El Supremo de EEUU avala las leyes que prohíben a las atletas trans participar en los deportes femeninos

La Cour suprême des États-Unis approuve les lois qui interdisent aux athlètes trans de participer aux sports féminins

La majorité conservatrice de la Cour suprême des États-Unis a confirmé mardi les lois des États interdisant aux athlètes transgenres de participer aux équipes féminines lors des compétitions scolaires et universitaires, concluant que ces réglementations ne violent pas la Constitution.

Dans une décision 6 contre 3, les juges ont décidé de faire respecter les lois de la Virginie occidentale et de l'Idaho en considérant que les États peuvent établir des catégories sportives différenciées par le sexe biologique dans les écoles et que ces restrictions sont compatibles avec le Titre IX, la législation fédérale historique qui interdit la discrimination fondée sur le sexe dans les programmes éducatifs financés par l'État.

La Haute Cour a statué que les États peuvent limiter la participation aux équipes féminines aux « femmes biologiques », c'est-à-dire aux athlètes dont le sexe assigné à la naissance est féminin, même s'il s'agit de personnes trans qui s'identifient comme femmes et reçoivent des thérapies hormonales, selon EFE.

L'affaire découle d'un procès intenté par deux athlètes trans, Becky Pepper-Jackson, une lycéenne de Virginie occidentale, et Lindsay Hecox, étudiante à l'Université de l'Idaho, qui affirmaient que leur exclusion des compétitions féminines était inconstitutionnelle et discriminatoire.

Le juge conservateur Brett Kavanaugh, auteur de l'opinion majoritaire, a estimé que « les différences physiques entre hommes et femmes telles que la force, la vitesse et l'endurance » justifient l'existence d'équipes séparées par sexe biologique. « Tout homme biologique qui parvient à intégrer l'équipe occupe une place qui correspondrait à une athlète féminine », a-t-il insisté.
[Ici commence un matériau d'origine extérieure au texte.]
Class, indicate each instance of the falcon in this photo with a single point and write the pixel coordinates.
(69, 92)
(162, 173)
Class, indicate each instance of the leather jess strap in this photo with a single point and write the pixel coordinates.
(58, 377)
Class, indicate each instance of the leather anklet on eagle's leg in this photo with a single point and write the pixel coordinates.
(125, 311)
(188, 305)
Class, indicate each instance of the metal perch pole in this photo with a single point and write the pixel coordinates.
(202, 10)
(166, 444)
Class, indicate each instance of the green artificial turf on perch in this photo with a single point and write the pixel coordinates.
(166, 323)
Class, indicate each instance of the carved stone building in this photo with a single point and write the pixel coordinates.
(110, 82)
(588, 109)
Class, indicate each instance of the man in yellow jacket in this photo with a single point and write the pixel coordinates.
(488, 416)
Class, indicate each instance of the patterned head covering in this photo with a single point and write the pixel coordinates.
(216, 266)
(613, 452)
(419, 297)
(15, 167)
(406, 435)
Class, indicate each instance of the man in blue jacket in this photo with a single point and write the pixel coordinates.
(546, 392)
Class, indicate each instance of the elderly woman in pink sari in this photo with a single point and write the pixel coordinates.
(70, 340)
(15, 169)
La décision aura des répercussions à travers les États-Unis, car elle affecte la participation des athlètes trans aux compétitions scolaires et universitaires et soutient des règles similaires approuvées dans 25 autres États.

Cette affaire fait partie de l’offensive promue par l’administration du président Donald Trump contre les droits des personnes transgenres.

Après son retour au pouvoir en janvier 2025, Trump a signé un décret qui établit la reconnaissance de seulement deux genres, masculin et féminin, et exige que les documents officiels reflètent le sexe attribué à la naissance, une mesure contestée par les organisations de défense des droits LGBTI.